Tecidos se mostram como elementos culturais de expressão tão potentes quanto os diferentes símbolos que aparecem. Letras e ideogramas de diferentes vocabulários e escritas juntam-se a animação relacionando as manufaturas filmadas à potência expressiva e comunicativa. “The Grad Bizarre” não é apenas um road-movie por tecidos, mas sim pela cultura, que se manifesta em todo elemento do real. Objetos manufaturados revelam a manufatura presente no mundo. Seja pela mão do homem, seja pela própria natureza. Os tecidos são o ponto focal da mise-en-place de Mack. Sua presença em constante mutação tem força centrípeta ao revelar os movimentos que preenchem o plano e possivelmente passariam despercebidos aos olhos. A luz que se move escurecendo o espaço, os reflexos de cristais que estampam a parede, os pássaros que voam em grupo, o mar e suas ondas em cadeias. Posteriormente mapas, globos, livros e outros artifícios cumprirão o mesmo papel dos tecidos. O road-movie de “The Grand Bizarre” não filma personagens percorrendo avenidas, mas sim elementos culturais que habitam e percorrem as paisagens, sejam sozinhos ou sejam com a ajuda de automóveis. Tecidos posam em motos estáticas e em trens, carros e barcos em movimento que aparecem estáticos para a câmera que filma de dentro dos automóveis.

O looping nos filmes de Mack tem um papel importantíssimo. A diretora adota-o com frequência na forma, mas esquiva-se dele no conteúdo. Por exemplo, os tapetes em várias sequências aumentam e diminuem de tamanho repetidas vezes, porém Mack recusa-se a repetir as estampas. Apesar da velocidade altíssima da animação dificultar a identificação da repetição, é dificílimo encontrar estampas repetidas, mesmo com grande esforço de busca. E em casos em que precisa trabalhar com um número limitado de opções, a diretora varia a ordem das sequências sem que essas se repitam. Este caso é visto em “Dusty Stacks of Mom: The Poster Project” (2013), que em uma cena ela utiliza cerca de 10 pôsteres de cantoras para compor a animação que ocupam o centro do plano. A repetição de lógicas é constante, mas a repetição formal não é satisfatória para Mack; seria uma falta de criatividade.

Novamente no filme de 2018, por meio da montagem rapidíssima que anima, Mack sobrepõe a feitura e o feitor. Une tecidos e mãos, tecidos e máquinas e tecidos com mãos operando máquinas. Assim como nos filmes de Robert Beavers, o objeto de estudo da abstração, são as mil possibilidades entre a mão e a imagem (em Mack, também a máquina e a imagem); um exercício literal de montagem em 16mm.

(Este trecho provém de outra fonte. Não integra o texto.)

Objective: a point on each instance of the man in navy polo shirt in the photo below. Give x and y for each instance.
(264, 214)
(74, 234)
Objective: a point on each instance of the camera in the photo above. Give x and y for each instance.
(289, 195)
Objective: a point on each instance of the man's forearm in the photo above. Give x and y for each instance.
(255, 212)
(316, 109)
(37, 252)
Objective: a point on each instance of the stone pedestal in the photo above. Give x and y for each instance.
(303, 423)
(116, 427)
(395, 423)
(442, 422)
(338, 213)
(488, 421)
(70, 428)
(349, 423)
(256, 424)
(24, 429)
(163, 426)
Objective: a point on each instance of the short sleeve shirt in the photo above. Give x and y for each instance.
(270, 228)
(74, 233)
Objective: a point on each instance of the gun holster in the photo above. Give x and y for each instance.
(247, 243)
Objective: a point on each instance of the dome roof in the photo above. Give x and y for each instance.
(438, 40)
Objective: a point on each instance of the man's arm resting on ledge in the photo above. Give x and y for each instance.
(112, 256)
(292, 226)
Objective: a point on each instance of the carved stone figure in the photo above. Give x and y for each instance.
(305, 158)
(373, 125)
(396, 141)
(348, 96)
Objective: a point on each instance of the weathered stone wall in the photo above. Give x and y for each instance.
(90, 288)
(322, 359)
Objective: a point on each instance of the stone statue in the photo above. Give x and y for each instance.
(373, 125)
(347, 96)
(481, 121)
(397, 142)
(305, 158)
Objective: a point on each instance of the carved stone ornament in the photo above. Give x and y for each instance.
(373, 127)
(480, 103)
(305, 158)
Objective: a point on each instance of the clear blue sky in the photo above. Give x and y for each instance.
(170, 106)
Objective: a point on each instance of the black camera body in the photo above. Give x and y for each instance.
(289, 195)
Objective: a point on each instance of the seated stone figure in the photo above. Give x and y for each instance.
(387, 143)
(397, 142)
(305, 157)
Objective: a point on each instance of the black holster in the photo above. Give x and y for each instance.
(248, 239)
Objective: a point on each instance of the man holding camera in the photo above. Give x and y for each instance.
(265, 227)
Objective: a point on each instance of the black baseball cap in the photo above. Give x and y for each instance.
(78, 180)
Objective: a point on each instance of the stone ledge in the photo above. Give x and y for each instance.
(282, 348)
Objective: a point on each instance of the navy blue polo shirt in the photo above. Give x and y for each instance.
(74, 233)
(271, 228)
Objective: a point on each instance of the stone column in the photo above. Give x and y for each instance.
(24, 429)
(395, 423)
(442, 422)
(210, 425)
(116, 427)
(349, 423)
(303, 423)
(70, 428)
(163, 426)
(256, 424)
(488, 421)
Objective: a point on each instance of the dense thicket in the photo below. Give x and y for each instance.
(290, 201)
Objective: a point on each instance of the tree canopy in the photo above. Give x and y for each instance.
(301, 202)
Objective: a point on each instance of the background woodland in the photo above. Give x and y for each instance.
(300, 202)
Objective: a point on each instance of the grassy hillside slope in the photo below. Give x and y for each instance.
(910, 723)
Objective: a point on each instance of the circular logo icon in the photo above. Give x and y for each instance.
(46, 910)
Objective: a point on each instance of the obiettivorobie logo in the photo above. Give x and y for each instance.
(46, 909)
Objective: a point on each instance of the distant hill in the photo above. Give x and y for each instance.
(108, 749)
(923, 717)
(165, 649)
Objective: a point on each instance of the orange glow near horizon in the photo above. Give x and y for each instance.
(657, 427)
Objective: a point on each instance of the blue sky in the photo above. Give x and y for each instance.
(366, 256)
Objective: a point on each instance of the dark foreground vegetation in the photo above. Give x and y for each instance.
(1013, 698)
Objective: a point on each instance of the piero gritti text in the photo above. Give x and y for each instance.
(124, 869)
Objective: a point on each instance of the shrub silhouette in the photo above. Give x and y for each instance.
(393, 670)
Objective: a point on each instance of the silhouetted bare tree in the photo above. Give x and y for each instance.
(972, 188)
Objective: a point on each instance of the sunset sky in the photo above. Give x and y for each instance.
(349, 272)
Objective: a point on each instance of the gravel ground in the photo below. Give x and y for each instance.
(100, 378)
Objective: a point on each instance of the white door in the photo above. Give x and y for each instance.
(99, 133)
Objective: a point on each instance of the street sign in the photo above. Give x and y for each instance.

Este longa entra para a ramificação dos filmes sonoros da diretora. A imagem é acompanhada por músicas eletrônicas com sons eletrônicos e alguns sons já cativos de aparelhos e aplicativos contemporâneos, como o som de ligação de Skype, que ganha sua versão dançante. Em alguns momentos, o ritmo da animação acompanha o da montagem, mas em suma maioria a imagem é independente; reage como um dançarino amador em uma boate de música eletrônica, seguindo seu extinto e seus próprios ritmos que naturalmente se encaixam com a energia das músicas.

Em seus impulsos criativos percebe-se as raízes na felicidade, na brincadeira da criança diante do verde descrita por Brakhage. Filmar o mundo é uma grande brincadeira e se ele estiver desaminado, ela irá animá-lo. É o caso de seu segundo filme mais longo, “Dusty Stacks of Mom: The Poster Project” (2013).

Dusty Stacks of Mom: The Poster Project

“Dusty Stacks of Mom: The Poster Project” documenta a queda do mercado de pôsteres para a digitalização das imagens por meio da falência da loja de pôsteres da mãe de Jodie Mack. A diretora transforma o extenso estoque em matéria-prima para suas experimentações e o depósito um grande palco.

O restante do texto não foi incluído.